I have been looking at bird cages, specifically -

Rectangular Top (14"L x 10.5"W x 18"H)
House Style (14"L x 10.5"W x 18"H)
Parakeet (5.75"L x 20.5"W x 16.5"H)*
Prevue (16"L x 14"W x 18"H)
Prevue Flight (26"L x 14"W x 20"H)
Pagoda Style (18.5"L x 14.25"W x 28"H)
Barn Style (23.5"L x 15"W x 23.5"H)

My personal favorite is the last one listed, the barn style, but I am concerned about a cage with a plastic base and I'm not thrilled about the price. I don't know if these rats will chew or not and it's a big concern of mine to have them getting loose in my home seeing as we rent and our landlord inhabits the apartment under ours. The cage I starred, the Parakeet cage, seems to have a metal base but it's hard to tell. I also think the listed dimensions for that cage are incorrect and they meant 15.75" not 5.75". I hope so at least, haha. 

*What is the smallest you would recommend for two 4 month old rats that will spend all day and most of the night outside of their cage?*


----------



## Roux (Nov 8, 2014)

I forgot to add that the babies will be in a kritter keeper at first so they can't fall out and have better access to their heating pad.


----------



## jlhummel (Oct 23, 2014)

I'm not sure about the chewing of the plastic base but I would worry with a couple of those that have the pull out trays. I could imagine them playing and pushing the tray around enough to sneak out the hole maybe.


----------



## Roux (Nov 8, 2014)

They have a metal grate over the trays that would be covered with coroplast and fleece.


----------



## Aeyna (Jun 16, 2014)

Keep in mind that they will be mostly full grown at 6 months, and if they are boys, they will get bigger fast (since females stay small). So even at 4 months they will need tons of space. Actually, the more I think about it, baby boys like to run around a lot, and females run around regardless of how old they are. Seriously, it's like they never run out of energy. That in mind, I think the ones you posted will be too small after they are more than 2 months old. But that's just my opinion, and I currently have 3 boys at 9 weeks and 4 girls at 6 months. 

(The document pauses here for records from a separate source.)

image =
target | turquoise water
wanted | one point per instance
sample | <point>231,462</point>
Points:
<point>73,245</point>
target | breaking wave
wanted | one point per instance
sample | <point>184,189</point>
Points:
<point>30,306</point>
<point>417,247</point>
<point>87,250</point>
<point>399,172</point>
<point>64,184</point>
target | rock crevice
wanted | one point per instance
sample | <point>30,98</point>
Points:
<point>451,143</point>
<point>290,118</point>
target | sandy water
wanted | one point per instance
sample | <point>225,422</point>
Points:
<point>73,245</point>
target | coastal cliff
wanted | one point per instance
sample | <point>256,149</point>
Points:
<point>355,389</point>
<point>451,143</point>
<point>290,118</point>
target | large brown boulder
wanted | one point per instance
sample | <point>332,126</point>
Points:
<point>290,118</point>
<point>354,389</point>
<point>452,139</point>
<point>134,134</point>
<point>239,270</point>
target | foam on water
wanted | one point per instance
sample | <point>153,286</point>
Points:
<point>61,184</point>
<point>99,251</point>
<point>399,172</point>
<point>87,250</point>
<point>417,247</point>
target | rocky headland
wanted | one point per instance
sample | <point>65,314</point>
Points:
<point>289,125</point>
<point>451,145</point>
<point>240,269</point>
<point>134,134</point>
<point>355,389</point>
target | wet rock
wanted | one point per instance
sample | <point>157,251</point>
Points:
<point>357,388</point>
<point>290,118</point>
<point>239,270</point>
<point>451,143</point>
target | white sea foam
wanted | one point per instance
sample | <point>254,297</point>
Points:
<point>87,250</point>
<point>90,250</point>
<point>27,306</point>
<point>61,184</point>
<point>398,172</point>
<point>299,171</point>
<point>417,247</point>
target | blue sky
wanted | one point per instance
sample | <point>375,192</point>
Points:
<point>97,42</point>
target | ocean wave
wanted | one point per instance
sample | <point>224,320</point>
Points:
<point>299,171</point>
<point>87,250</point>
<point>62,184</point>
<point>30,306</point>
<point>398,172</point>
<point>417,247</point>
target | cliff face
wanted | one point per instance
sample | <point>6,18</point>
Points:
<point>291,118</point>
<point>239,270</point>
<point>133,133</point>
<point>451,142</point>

The problem with the cages you've posted is that none have solid levels. Rats like having lots of "up" space. Yes, a hammock is great for lounging, but they will need a wheel (12 inches) and room to run and play. Even if you plan on having them out of the cage for a few hours a day, that still leaves them with 22 hours of cage time. I don't know if those cages would fit a wheel, and levels might be a pain to add. 

Honestly, I'm looking at cages online trying to find a small one for a good price, and I'm thinking you might be better off getting a SCN now and then buying the add on in 4 months. Most of the cages that I'm seeing that would be an okay size sell for about $100, which is about what the SCN is selling for right now (ferret.com). I got two SCN off craigslist, one for $75, the other for $80. Both were practically brand new. You can find really great deals sometimes. 

I'm super poor, so I totally understand not wanting to spend tons of money right away, but in the long run, you will be happier spending a bit more now (and less later since the add on is about $120), than if you spend $30-40 on a cage and then realize after a month that it's just not gonna work.

Edit to add: I just looked over the prices of the cages you posted. Since they range from 40-60, I think spending the little bit extra to get the SCN is a super good idea.


----------



## Roux (Nov 8, 2014)

I cannot transport a CN, single or double. I CAN, however, move early. I just want these rats to be at least two months old before I put them through a two hour car ride. It's not money that is the issue, I just can't transport the cage and need them aged before I go. As far as the levels, I forgot to mention that I will be adding wooden levels covered in coroplast and fleece. I am aware of the arboreal needs of rats I just need the best option for getting them aged and moved. 

ETA - About the being in the cage for 22 hours thing, I'm a stay at home mom and they will have supervised play time from 5-6am until 9-10pm at night, if not longer.


----------



## Aeyna (Jun 16, 2014)

As far as I know, rats travel extremely well. I would ask others, but I've heard that they can go really far and be okay. I drove my first rats from Florida to California when I moved, a trip that took 5 days, and they were fine. I also know from experience that you can break down the SCN to be entirely flat (I have a very tiny subcompact car...).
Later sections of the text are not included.